Ian Stewart, chief economist at the firm, said: “Optimism among the UK’s largest businesses is running at well above average levels, suggesting that the worst of the economic downturn is behind us, with current sentiment at levels that preceded periods of good growth in 2010, 2014 and 2021.”

Last month’s purchasing managers’ indices for the services, manufacturing and construction sectors each indicated a switch from contraction to growth, the first time all three readings have signalled growth since June 2022.

Economists say the data is clear evidence the UK economy’s slide into recession in the second half of last year – when GDP fell by 0.1% and 0.3 % in the third and fourth quarters respectively – has been reversed. The International Monetary Fund is this week expected to say the UK economy will expand by 0.6% this year.

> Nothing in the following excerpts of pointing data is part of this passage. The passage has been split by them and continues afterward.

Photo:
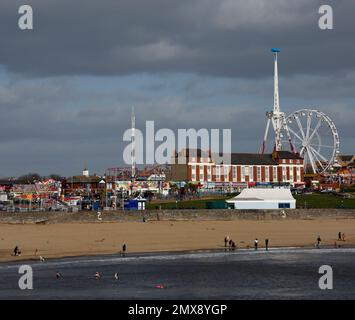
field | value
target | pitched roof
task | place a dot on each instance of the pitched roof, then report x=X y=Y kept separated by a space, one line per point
x=263 y=194
x=345 y=157
x=252 y=159
x=287 y=155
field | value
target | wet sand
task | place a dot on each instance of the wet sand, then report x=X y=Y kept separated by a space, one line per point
x=78 y=239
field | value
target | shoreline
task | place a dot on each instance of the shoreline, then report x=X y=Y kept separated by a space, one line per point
x=73 y=239
x=180 y=253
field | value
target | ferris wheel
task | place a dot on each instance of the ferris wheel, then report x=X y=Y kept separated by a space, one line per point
x=315 y=137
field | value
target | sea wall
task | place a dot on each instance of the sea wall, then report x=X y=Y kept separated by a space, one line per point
x=178 y=214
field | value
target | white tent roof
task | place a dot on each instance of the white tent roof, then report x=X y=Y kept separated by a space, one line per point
x=263 y=194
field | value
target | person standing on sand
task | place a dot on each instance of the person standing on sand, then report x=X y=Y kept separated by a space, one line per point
x=266 y=244
x=226 y=239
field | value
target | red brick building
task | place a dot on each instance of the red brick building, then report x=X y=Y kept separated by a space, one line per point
x=244 y=169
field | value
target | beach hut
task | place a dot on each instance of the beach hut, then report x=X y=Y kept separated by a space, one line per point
x=263 y=198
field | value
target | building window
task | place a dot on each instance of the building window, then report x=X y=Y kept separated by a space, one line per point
x=251 y=173
x=291 y=174
x=259 y=173
x=275 y=174
x=298 y=172
x=243 y=173
x=284 y=177
x=193 y=172
x=226 y=173
x=202 y=178
x=209 y=173
x=218 y=173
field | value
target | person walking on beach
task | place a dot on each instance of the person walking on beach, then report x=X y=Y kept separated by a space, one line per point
x=319 y=240
x=233 y=245
x=226 y=239
x=17 y=251
x=256 y=241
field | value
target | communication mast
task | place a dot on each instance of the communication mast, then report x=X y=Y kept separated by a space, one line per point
x=276 y=117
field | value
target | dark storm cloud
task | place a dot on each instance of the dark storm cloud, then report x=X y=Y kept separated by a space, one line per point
x=68 y=85
x=225 y=38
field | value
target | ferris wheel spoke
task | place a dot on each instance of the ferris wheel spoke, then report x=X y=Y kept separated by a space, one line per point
x=309 y=121
x=321 y=156
x=311 y=160
x=300 y=126
x=321 y=145
x=315 y=129
x=316 y=158
x=296 y=135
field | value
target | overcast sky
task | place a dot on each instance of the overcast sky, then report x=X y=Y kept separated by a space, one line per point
x=67 y=87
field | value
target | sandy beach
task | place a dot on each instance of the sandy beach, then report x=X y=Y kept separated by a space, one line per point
x=77 y=239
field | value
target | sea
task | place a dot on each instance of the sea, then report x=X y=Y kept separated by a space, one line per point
x=283 y=273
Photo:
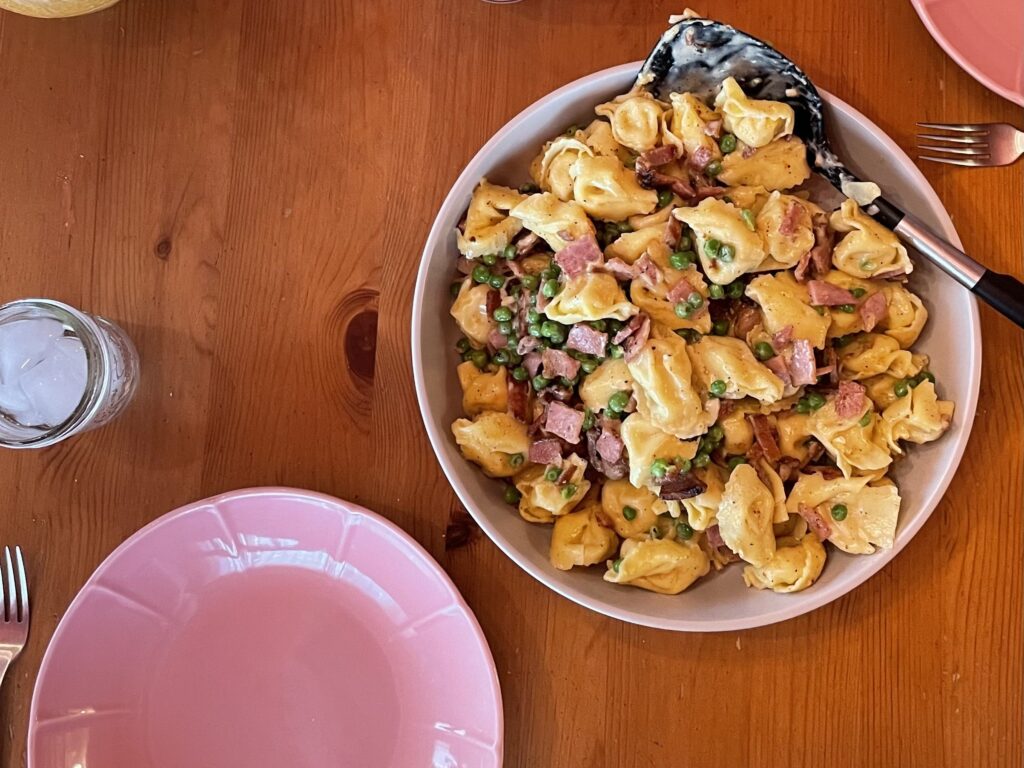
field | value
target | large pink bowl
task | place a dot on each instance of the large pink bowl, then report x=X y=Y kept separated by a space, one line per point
x=267 y=628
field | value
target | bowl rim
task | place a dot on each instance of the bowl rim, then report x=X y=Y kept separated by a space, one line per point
x=813 y=598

While the economy returns to growth, the jobs market has slowed. BDO also said that employment suffered its ninth consecutive month of weakening, slipping to its lowest point in more than a decade.

However, this may help persuade the Bank of England to reduce the cost of borrowing. Markets have pencilled in June for the first in a series of interest rate cuts this year.

More evidence of slowing jobs demand has emerged from the Royal Bank of Scotland which say the number of job vacancies in Scotland has fallen over the past eight months.

Its latest Jobs survey, compiled by S&P Global, highlights a “sustained deterioration” in adverts for permanent jobs across Scotland during March, with recruiters noting an eighth consecutive monthly fall in the number of vacancies.

Demand for permanent and temporary workers deteriorated sharply the bank said, describing pressures on salaries and hourly wages as “historically muted”, with pay recording the weakest increase in more than three years.

The rate of decline eased from February, but the number of people placed in permanent roles fell more sharply, the data shows. A sixth successive monthly rise in temporary candidate availability was recorded across Scotland last month.

The fastest drop in demand for temporary staff in March was in the “executive and professional” sectors in Scotland, followed by hotel and catering, but the data also revealed a fall in permanent candidate availability in Scotland, the bank said.

Across the UK, temporary placements were the lowest they have been since July 2020 — although temporary staff wages rose at the end of the first quarter of the year, RBS said.

The supply of permanent staff expanded across the UK as a whole, but fell in Scotland in March. Permanent placements also fell at the UK level, although at a “softer pace” than that seen in Scotland.

Sebastian Burnside, chief economist at Royal Bank of Scotland, said: “The Scottish labour market continued to exhibit weakness which has now existed for most of the last year and a half.”

Wages for new permanent recruits rose at the slowest pace in three years in March, according to an index produced by KPMG and the Recruitment and Employment Confederation.

Starting pay for temporary workers declined to its lowest point in four months, signalling that a rise in available workers and businesses’ curbing hiring amid economic uncertainty has held back pay growth in the jobs market.